Blue Sky schien zu Beginn der großen Animationsfilmwelle durchaus gewillt zu sein, das Feld der Animationsfilme nicht kampflos den Studios Dreamworks und Pixar zu überlassen. Vor allem technisch vermochten sie mühelos mit den beiden großen Filmschmieden im Computeranimationsbereich mitzuhalten, ja schlugen ihnen gar ein Schnippchen, was die Punkte der Schattensetzung und Lichtsetzung in Animationsfilmen anging. Doch leider ließen die Macher hinter Blue Sky die beiden großen Konkurrenten irgendwann ziehen und begnügten sich mit einer Auswechselbankposition im Kampf um die Animationskrone. Nicht anders ist ihr eher geringer Ausstoß zu erklären, der obendrein wenig wagemutig anmutet, da man immer und immer wieder das etablierte Ice Age Franchise befeuert. Da nun gerade selbiges immer und immer wieder beweist, wie nahezu spielend die Macher von Blue Sky Sentiment und Humor verbinden können und sowohl ein erwachsenes Publikum als auch ein sehr junges Publikum zu erreichen vermögen, kann man nur von einem herben Verlust für alle Filmfans sprechen... Zumindest war es nun endlich mal wieder an der Zeit für einen neuen Film von Blue Sky ... und wie sollte es anders sein, es ist ein weitere Ice Age Teil: Ice Age III – Die Dinosaurier sind los.
In diesem lebt die seltsamste Herde der Filmgeschichte (Faultier Sid, Säbelzahntiger Diego, Mammut Manfred mit Mammutdame Ellie und deren Opossum„Brüdern“ Crash und Eddie) eigentlich friedlich vor sich hin, als sich bei dem Mammutduo Nachwuchs ankündigt. Dies hat verheerende Folgen für die Herdendynamik, denn in Manfreds Leben dreht sich auf einmal alles nur noch um den Nachwuchs. Als Manfred sogar die Natur vollkommen kindersicher zu machen versucht, spürt Sid, dass er bald keine große Rolle mehr in der „Herde“ spielen wird, bzw. diese sich komplett aufzulösen droht. Dieser Eindruck wird noch verstärkt, als Diego andeutet, dass ihn das Herdenleben zu weich mache und er endlich wieder Lone Wolf ... sorry ... Tigermäßig umherziehen will. Da bricht Sid kurzerhand auf, um sich eine neue Herde zu suchen und findet diese in drei großen Eiern, aus denen drei kleine T-Rexe schlüpfen.

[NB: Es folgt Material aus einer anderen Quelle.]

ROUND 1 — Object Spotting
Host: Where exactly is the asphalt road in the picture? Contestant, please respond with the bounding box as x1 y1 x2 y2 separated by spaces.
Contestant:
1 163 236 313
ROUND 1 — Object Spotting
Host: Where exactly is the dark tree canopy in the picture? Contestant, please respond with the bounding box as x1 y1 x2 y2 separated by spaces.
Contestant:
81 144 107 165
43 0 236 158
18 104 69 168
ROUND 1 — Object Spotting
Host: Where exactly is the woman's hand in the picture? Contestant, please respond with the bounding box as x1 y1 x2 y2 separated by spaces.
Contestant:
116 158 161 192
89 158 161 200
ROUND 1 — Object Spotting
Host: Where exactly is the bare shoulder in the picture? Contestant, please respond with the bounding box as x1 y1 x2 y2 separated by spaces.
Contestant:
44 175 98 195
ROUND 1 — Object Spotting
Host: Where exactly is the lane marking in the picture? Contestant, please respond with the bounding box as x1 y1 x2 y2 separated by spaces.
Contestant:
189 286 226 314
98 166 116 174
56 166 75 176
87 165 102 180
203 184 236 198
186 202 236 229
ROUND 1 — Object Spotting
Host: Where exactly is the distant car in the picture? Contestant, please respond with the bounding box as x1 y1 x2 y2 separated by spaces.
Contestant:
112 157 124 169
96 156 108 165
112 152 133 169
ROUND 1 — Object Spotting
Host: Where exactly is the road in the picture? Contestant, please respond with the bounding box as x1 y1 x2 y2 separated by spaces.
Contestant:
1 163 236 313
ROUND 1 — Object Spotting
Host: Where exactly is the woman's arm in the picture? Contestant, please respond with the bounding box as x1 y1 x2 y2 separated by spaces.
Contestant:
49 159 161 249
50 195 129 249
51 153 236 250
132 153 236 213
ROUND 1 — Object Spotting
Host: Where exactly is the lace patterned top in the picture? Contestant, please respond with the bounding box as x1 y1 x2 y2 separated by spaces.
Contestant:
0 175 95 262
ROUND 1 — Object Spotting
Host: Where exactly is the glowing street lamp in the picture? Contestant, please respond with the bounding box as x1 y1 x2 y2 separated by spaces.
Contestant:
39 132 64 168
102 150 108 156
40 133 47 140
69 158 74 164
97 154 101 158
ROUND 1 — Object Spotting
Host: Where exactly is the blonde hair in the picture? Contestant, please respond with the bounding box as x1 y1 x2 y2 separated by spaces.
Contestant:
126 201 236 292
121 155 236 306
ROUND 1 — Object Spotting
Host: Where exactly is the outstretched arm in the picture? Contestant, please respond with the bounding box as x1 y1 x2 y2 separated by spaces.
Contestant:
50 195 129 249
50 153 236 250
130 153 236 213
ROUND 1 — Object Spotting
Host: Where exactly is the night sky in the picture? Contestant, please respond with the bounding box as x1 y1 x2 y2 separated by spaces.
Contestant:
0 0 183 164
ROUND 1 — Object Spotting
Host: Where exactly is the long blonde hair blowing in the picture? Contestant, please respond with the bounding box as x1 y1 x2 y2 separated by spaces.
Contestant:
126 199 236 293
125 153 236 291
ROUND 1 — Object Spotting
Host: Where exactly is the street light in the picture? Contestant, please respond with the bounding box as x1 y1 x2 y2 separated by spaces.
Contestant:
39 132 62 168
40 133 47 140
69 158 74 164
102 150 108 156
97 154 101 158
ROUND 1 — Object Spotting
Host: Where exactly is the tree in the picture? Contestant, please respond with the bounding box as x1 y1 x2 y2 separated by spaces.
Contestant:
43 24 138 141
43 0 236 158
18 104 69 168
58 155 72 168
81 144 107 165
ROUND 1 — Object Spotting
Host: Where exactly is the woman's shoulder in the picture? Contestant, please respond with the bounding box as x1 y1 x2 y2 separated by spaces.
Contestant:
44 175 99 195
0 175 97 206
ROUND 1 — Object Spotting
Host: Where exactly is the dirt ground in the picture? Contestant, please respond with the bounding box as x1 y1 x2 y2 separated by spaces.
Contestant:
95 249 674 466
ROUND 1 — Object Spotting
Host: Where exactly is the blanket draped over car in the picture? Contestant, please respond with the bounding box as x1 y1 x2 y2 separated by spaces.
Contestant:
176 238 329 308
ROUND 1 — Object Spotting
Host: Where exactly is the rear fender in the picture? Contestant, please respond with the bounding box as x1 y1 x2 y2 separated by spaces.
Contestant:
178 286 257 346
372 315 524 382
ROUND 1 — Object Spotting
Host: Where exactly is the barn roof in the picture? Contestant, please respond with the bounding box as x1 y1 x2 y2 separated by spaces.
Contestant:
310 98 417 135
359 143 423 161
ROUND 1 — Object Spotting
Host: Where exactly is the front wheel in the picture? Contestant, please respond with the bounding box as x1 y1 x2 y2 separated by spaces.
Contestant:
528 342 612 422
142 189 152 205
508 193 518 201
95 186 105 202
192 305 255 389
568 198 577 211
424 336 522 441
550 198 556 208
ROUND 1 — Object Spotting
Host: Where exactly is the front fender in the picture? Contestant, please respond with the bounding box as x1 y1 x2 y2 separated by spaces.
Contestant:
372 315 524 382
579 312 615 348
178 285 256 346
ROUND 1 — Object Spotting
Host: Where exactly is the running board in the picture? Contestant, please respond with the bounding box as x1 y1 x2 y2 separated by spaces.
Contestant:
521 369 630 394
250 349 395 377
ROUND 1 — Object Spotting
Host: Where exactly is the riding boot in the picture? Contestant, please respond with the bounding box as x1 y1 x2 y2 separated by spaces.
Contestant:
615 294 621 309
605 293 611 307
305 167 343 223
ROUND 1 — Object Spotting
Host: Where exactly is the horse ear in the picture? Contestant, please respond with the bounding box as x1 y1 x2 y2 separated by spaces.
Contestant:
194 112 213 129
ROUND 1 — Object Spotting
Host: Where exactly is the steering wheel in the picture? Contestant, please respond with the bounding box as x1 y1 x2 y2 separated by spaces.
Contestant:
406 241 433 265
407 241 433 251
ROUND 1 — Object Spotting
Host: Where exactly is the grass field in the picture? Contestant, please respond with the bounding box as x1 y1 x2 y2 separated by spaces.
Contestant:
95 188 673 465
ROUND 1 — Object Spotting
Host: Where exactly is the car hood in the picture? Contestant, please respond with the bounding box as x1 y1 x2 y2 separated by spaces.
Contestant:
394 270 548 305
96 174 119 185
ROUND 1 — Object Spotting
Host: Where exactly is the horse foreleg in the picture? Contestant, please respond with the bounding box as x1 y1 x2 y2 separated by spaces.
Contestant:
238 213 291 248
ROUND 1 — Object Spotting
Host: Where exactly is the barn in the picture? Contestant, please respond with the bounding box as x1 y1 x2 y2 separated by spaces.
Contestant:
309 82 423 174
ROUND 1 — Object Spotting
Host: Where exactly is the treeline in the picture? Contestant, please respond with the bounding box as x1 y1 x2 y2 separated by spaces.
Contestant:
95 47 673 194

Gerade, als jene sich wie ihr „Vater“ Sid am Arsch zu kratzen beginnen, taucht die wütende Mama der drei kleinen Racker auf und verschleppt sie samt Sid in „ihr Reich“. Diego und Manfred, bei dieser Entführung zur Untätigkeit verdammt, haben aber nicht vor, die T-Rex Dame mit Sid alleine ziehen zu lassen und brechen auf, um das Faultier zu retten. Mit Crash, Eddie und Ellie finden sie einen Eingang in eine unterirdische Welt, in der noch mehr Dinos leben und wo ihnen ein Wiesel namens Buck den Weg weist ...
„Ich dachte, Dinosaurier seien ausgestorben?“ „Dann ist das da das lebendigste Fossil, dass ich je gesehen habe!“ Einfacher kann man ein logisches Unding (sprich Dinos zur Zeit der Eiszeit) eigentlich gar nicht umschiffen, doch Ice Age 3 macht es sich letztlich nicht gar so leicht. Vielmehr hängt man die ganze Geschichte an Jules Vernes Reise zum Mittelpunkt der Erde auf, angereichert um ganz viele Moby Dick Elemente. Und so jagt man eben in einer unterirdischen, reichhaltig und üppig blühenden Welt hinter einem gigantischen weißen Dinosaurier her, der auf den angsteinflößenden Namen Rudy hört und in Wiesel Buck einen Ahabgleichen Intimgegner gefunden hat. Dazwischen feuern die Macher von Ice Age ihre gewohnten familienwertorientierten Botschaften ab und lassen immer, wenn eine Tempoverschleppung droht, die Eichhörnchenratte Scrat über die Leinwand wüten. Nichts Neues also im Staate Eiszeit. Dabei orientiert man sich handlungstechnisch eher an der II als an der arg sentimentalen und rührseligen I und liefert so eine sehr straffe, immer in Bewegung befindliche Story ab, die durchgehend zu unterhalten vermag und einen netten Spannungsbogen aufzubauen versteht.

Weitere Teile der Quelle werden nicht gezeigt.